Basic shares were used in calculating diluted GAAP EPS for the quarter ended September 30, 2016 due to the net loss recognized during the period. Diluted shares for Q2 fiscal 2017 were 548,358 thousand which were used in calculating diluted Non-GAAP EPS for the quarter.
Distressed customer assets impairment for the three and six-month periods ended September 29, 2017 relates to additional provision for doubtful accounts receivable for a customer experiencing significant financial difficulties.
During the fourth quarter of fiscal year 2016, the Company accepted return of previously shipped inventory from a former customer, SunEdison, Inc. ("SunEdison"), of approximately $90 million. On April 21, 2016, SunEdison filed a petition for reorganization under bankruptcy law, and as a result, the Company recognized a bad debt reserve of $61 million as of March 31, 2016, associated with its outstanding SunEdison receivables.
During the second quarter of fiscal year 2017, prices for solar panel modules declined significantly. The Company determined that certain solar panel inventory on hand as of September 30, 2016 was not fully recoverable and recorded a charge of $60 million to reduce the carrying costs to market in the three and six-month periods ended September 30, 2016. The Company also recognized a $16 million impairment charge for solar module equipment and $16.9 million primarily related to negative margin sales and other associated solar panel direct costs incurred during the same periods. The total charge of $92.9 million is included in cost of sales for the three and six-month periods ended September 30, 2016.
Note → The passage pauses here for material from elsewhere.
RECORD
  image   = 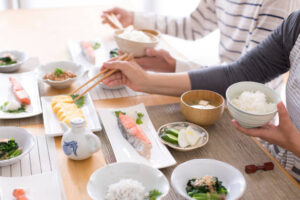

Contingencies and other during the three and six-month periods ended September 29, 2017 consist of charges in connection with certain legal matters of which loss contingencies are believed to be probable and estimable. Additionally, during the second quarter ended September 29, 2017 the Company incurred various other charges predominantly related to damages incurred from a typhoon that impacted one of its China facilities.
During fiscal year 2017, the Company initiated a plan to rationalize the current footprint at existing sites including corporate SG&A functions and to continue to shift the talent base in support of its Sketch-to-Scale™ initiatives. As part of this plan, approximately $11.5 million was recognized in the quarter ended September 30, 2016. The plan was finalized and completed during fiscal year 2017.
During the quarter ended September 29, 2017, the Company and other minority shareholders of Elementum amended certain agreements and as a result, the Company concluded it no longer had majority control and accordingly, deconsolidated the entity. As part of the deconsolidation, we recognized a gain of $151.6 million, which is included in other charges (income), net for the three and six-month periods ended September 29, 2017.
In addition, the company sold its Wink business during first quarter of fiscal year 2018 to an unrelated third-party venture backed company in exchange for contingent consideration fair valued at $59 million and recognized a gain on sale of $38.7 million, which is recorded in other charges (income), net for the six-months ended September 29, 2017. The contingent consideration is expected to be settled in the fourth quarter of fiscal year 2018.
The three and six-month periods ended September 30, 2016 includes a $7.4 million loss attributable to a non-strategic facility sold during the second quarter of fiscal year 2017.